Scientific classification
- Kingdom: Animalia
- Phylum: Chordata
- Class: Mammalia
- Infraclass: Placentalia
- Order: Rodentia
- Family: Muridae
- Subfamily: Deomyinae
- Genus: Uranomys Dollman, 1909
- Species: U. ruddi
- Binomial name: Uranomys ruddi Dollman, 1909

= Rudd's mouse =

- Genus: Uranomys
- Species: ruddi
- Authority: Dollman, 1909
- Conservation status: LC
- Parent authority: Dollman, 1909

Species of rodent

Rudd's mouse or the white-bellied brush-furred rat (Uranomys ruddi) is the only species in the genus Uranomys. This animal is closely related to the spiny mice, brush-furred mice, and the link rat.

==Description==
Head and body sizes range from 8.4 to 13.4 cm long.
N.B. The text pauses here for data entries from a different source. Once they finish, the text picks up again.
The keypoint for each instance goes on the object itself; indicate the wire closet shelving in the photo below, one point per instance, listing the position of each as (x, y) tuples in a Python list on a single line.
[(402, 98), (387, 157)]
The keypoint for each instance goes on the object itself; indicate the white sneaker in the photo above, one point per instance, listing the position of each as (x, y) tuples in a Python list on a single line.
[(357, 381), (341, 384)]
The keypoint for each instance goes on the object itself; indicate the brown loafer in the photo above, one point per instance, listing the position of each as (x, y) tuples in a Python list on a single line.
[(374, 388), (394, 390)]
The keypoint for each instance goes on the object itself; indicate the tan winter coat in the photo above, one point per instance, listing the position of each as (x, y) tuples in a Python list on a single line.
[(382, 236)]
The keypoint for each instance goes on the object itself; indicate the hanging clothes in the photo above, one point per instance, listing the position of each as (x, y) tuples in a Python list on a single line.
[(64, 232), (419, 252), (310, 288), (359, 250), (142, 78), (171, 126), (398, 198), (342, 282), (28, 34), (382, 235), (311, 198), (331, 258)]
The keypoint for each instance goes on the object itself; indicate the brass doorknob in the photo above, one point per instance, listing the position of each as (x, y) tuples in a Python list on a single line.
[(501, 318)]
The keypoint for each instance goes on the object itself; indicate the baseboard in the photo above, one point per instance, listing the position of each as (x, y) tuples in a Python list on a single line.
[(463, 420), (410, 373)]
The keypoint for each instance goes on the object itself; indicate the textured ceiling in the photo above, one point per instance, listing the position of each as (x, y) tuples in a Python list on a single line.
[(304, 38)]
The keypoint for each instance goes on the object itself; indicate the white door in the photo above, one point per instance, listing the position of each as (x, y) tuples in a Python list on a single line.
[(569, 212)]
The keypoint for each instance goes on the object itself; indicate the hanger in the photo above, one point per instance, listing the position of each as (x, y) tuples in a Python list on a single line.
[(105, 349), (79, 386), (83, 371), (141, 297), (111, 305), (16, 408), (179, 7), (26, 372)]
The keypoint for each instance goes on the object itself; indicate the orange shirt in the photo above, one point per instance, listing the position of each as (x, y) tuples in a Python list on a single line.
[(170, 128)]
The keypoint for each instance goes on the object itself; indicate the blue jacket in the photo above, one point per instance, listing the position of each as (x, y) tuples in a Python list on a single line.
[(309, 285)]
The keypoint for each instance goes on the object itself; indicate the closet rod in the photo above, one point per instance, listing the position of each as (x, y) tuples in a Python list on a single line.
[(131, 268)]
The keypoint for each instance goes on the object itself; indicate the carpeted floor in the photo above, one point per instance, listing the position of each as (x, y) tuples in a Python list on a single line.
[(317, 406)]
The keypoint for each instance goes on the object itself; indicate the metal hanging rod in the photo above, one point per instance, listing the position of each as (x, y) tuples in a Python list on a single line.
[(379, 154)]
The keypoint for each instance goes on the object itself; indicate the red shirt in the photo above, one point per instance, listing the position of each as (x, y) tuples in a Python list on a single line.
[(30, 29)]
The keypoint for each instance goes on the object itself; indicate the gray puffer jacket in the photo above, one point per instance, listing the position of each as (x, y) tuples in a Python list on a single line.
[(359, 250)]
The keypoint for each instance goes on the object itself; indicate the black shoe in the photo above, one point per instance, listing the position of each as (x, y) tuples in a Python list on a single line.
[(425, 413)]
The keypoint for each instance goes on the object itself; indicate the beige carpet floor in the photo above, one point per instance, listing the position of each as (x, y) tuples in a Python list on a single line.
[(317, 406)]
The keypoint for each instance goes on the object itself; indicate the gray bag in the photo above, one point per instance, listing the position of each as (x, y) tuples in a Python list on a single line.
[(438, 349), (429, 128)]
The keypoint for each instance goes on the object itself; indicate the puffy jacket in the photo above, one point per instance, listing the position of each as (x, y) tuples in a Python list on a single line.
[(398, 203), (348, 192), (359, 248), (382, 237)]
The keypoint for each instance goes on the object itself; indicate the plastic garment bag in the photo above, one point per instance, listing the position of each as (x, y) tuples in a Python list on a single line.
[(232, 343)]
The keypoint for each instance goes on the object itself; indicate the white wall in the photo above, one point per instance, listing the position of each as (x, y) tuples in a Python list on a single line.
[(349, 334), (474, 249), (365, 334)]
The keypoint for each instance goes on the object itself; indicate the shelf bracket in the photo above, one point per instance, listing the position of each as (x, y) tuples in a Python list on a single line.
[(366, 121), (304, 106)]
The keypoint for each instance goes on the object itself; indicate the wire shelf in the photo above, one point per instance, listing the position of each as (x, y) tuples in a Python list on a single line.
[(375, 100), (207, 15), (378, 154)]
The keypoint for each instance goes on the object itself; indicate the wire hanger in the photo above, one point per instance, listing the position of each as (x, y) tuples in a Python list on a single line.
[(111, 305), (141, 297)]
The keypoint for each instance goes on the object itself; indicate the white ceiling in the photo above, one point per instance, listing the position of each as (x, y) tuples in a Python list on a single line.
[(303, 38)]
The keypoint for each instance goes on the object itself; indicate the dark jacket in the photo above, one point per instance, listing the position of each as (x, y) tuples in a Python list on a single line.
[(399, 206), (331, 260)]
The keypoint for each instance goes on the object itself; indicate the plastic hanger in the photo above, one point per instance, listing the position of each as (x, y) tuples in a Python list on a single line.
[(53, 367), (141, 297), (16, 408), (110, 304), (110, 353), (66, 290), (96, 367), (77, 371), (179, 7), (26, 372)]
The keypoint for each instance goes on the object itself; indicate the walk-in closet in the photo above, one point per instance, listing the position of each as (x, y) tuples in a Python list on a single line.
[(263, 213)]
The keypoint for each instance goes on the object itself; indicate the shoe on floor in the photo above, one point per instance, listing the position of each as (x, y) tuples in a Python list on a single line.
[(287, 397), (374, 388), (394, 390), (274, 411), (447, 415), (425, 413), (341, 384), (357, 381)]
Tail length is 5.3-7.9 cm. Weight is 41-53 g. The hairs on the back of this species are stiff like the brush-furred mice, but not spiny as in Acomys. The belly is white and feet are covered in white hairs. Incisors project anteriorly.

==Natural history==
The animal is known across a wide range in Africa, but is never common. They are usually taken in savannah habitat. Rudd's mouse is thought to be nocturnal. It feeds predominantly on insects.